Heavy may be the head after a hard night of drinking, but research suggests that heavy drinking may also increase stroke risk in middle age, potentially leading to a stroke years earlier than familial or other risk factors may suggest.
Using the “old” cohort of the Swedish Twin registry, researchers looked at what different levels of alcohol consumption meant for stroke risks in patients that had been middle aged in 1960. Pavla Kadlecová, MSc, from the neurology department at St. Anne’s Hospital in Brno, Czech Republic, and colleagues analyzed 43 years of follow-up data. They tabulated questionnaire responses to determine the following groups: nondrinkers, very light drinkers (less than 0.5 drinks per day), light drinkers (between 0.5 and one drink per day), moderate drinkers (between one and two drinks per day), and heavy drinkers (more than two drinks per day). Because nondrinkers included never drinkers and former drinkers, very light drinkers was used as their comparator.
They found that over the course of follow-up, 29 percent of patients had a stroke. Heavy drinkers and nondrinkers had more stroke risk, they found, compared with very light drinkers (hazard ratio 1.34 and 1.11, respectively). For heavy drinkers, alcohol consumption had a greater role in their risk profile than diabetes or hypertension.

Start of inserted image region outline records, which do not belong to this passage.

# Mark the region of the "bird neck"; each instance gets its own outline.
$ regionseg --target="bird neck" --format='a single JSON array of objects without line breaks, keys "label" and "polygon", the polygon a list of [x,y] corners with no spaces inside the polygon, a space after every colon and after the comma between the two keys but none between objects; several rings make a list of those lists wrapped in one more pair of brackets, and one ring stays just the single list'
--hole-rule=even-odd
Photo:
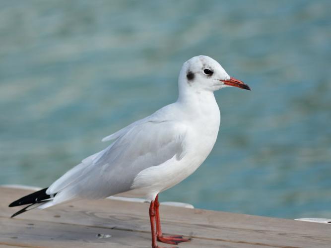
[{"label": "bird neck", "polygon": [[195,90],[188,88],[180,88],[177,100],[184,111],[196,117],[219,118],[219,109],[212,91]]}]

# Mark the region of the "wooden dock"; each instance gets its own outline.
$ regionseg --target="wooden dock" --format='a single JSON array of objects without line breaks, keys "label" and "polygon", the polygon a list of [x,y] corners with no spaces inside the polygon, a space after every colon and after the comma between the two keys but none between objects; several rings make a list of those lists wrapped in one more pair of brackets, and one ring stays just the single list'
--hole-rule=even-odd
[{"label": "wooden dock", "polygon": [[[0,187],[0,247],[150,247],[147,203],[84,200],[10,219],[19,208],[8,204],[31,192]],[[327,224],[169,206],[160,211],[165,234],[194,239],[180,248],[331,247]]]}]

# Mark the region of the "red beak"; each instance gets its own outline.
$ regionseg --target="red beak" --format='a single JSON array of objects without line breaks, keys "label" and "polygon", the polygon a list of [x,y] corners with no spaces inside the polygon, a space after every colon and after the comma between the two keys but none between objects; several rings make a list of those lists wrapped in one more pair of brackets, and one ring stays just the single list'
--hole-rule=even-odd
[{"label": "red beak", "polygon": [[220,81],[221,81],[224,83],[224,84],[226,84],[227,85],[238,87],[238,88],[241,88],[242,89],[245,89],[245,90],[251,90],[250,86],[244,83],[242,81],[236,79],[234,77],[230,77],[229,80],[221,80]]}]

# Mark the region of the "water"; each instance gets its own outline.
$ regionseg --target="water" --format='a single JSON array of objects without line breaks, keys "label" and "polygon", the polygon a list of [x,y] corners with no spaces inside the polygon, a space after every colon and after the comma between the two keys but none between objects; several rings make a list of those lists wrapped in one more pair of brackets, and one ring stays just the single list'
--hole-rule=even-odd
[{"label": "water", "polygon": [[0,184],[49,186],[204,54],[253,90],[215,93],[214,149],[161,200],[331,217],[330,2],[0,1]]}]

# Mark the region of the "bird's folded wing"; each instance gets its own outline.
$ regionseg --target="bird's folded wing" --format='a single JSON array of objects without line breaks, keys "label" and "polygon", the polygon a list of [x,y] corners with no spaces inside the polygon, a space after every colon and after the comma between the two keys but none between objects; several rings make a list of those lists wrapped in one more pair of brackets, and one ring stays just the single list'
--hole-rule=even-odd
[{"label": "bird's folded wing", "polygon": [[173,121],[143,120],[120,130],[117,139],[106,149],[86,158],[54,183],[46,192],[58,193],[55,203],[125,192],[141,171],[174,157],[181,159],[186,126]]}]

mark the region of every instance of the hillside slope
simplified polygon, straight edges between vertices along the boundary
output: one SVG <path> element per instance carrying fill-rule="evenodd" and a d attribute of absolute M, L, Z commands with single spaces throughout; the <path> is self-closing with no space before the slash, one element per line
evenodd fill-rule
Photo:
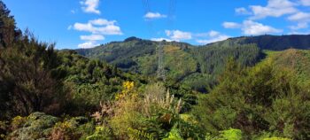
<path fill-rule="evenodd" d="M 205 46 L 229 46 L 248 43 L 255 43 L 261 50 L 283 51 L 291 48 L 309 50 L 310 35 L 242 36 L 229 38 Z"/>
<path fill-rule="evenodd" d="M 195 47 L 184 43 L 162 42 L 167 79 L 198 91 L 216 82 L 225 62 L 230 57 L 244 66 L 252 66 L 262 58 L 256 44 Z M 76 50 L 83 56 L 113 64 L 126 72 L 156 77 L 157 47 L 159 42 L 130 37 L 93 49 Z"/>

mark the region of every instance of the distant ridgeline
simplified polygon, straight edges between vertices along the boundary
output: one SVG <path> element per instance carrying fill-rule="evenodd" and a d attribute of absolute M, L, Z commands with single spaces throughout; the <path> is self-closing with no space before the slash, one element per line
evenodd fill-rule
<path fill-rule="evenodd" d="M 283 51 L 287 49 L 310 49 L 310 35 L 260 35 L 229 38 L 226 41 L 206 44 L 205 46 L 227 46 L 234 44 L 255 43 L 261 50 Z"/>
<path fill-rule="evenodd" d="M 159 44 L 159 42 L 129 37 L 123 42 L 76 51 L 87 58 L 106 61 L 125 72 L 155 77 Z M 253 66 L 264 58 L 262 50 L 310 49 L 310 35 L 242 36 L 202 46 L 166 41 L 162 44 L 167 81 L 205 92 L 205 87 L 216 83 L 217 75 L 223 71 L 229 58 L 242 66 Z"/>

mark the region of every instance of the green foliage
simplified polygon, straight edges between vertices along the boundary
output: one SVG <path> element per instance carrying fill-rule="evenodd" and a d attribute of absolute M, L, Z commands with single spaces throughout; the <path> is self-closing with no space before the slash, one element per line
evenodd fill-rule
<path fill-rule="evenodd" d="M 217 75 L 223 71 L 225 61 L 232 57 L 244 66 L 252 66 L 261 58 L 255 44 L 194 47 L 182 43 L 161 43 L 167 82 L 196 91 L 207 92 L 216 85 Z M 151 77 L 156 76 L 157 42 L 129 39 L 113 42 L 89 50 L 77 50 L 79 54 L 105 60 L 126 71 Z"/>
<path fill-rule="evenodd" d="M 51 128 L 58 121 L 56 117 L 42 113 L 34 113 L 26 118 L 19 117 L 12 121 L 12 125 L 18 128 L 13 128 L 12 132 L 9 135 L 9 139 L 48 138 Z"/>
<path fill-rule="evenodd" d="M 308 138 L 309 91 L 272 64 L 244 69 L 229 63 L 220 84 L 193 111 L 201 128 L 212 134 L 236 128 L 246 136 L 269 130 L 277 136 Z"/>

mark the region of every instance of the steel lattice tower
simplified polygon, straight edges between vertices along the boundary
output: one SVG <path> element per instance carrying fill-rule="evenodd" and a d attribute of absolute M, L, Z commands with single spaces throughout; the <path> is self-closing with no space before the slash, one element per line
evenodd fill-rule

Over time, they found that stroke risk increased for nondrinkers, but lessened for heavy drinkers to a point. At age 75, diabetes and hypertension took over for heavy drinkers’ stroke risk. By age 85, however, 88 percent of strokes had already occurred in this category. On average, between pairs of twins, those who were heavy drinkers reduced the time to stroke by 5.68 years compared with their very light drinking counterparts. They found that moderate drinking among women had similar stroke risk as heavy drinking did in male drinkers.
Based on their findings, Kadlecová et al suggested that men should consume no more than two drinks per day and women who were not nursing or pregnant should consume no more than one drink per day. Other studies have suggested some cardioprotective benefit to moderate drinking and the dangers inherent in over consumption. Still others have noted that even moderate consumption may put patients at risk.
“The results imply that alcohol consumption should be considered as a relevant age-dependent risk factor which could have application to studies of younger patients with stroke,” Kadlecová et al wrote.
The study was published online Jan. 29 in Stroke.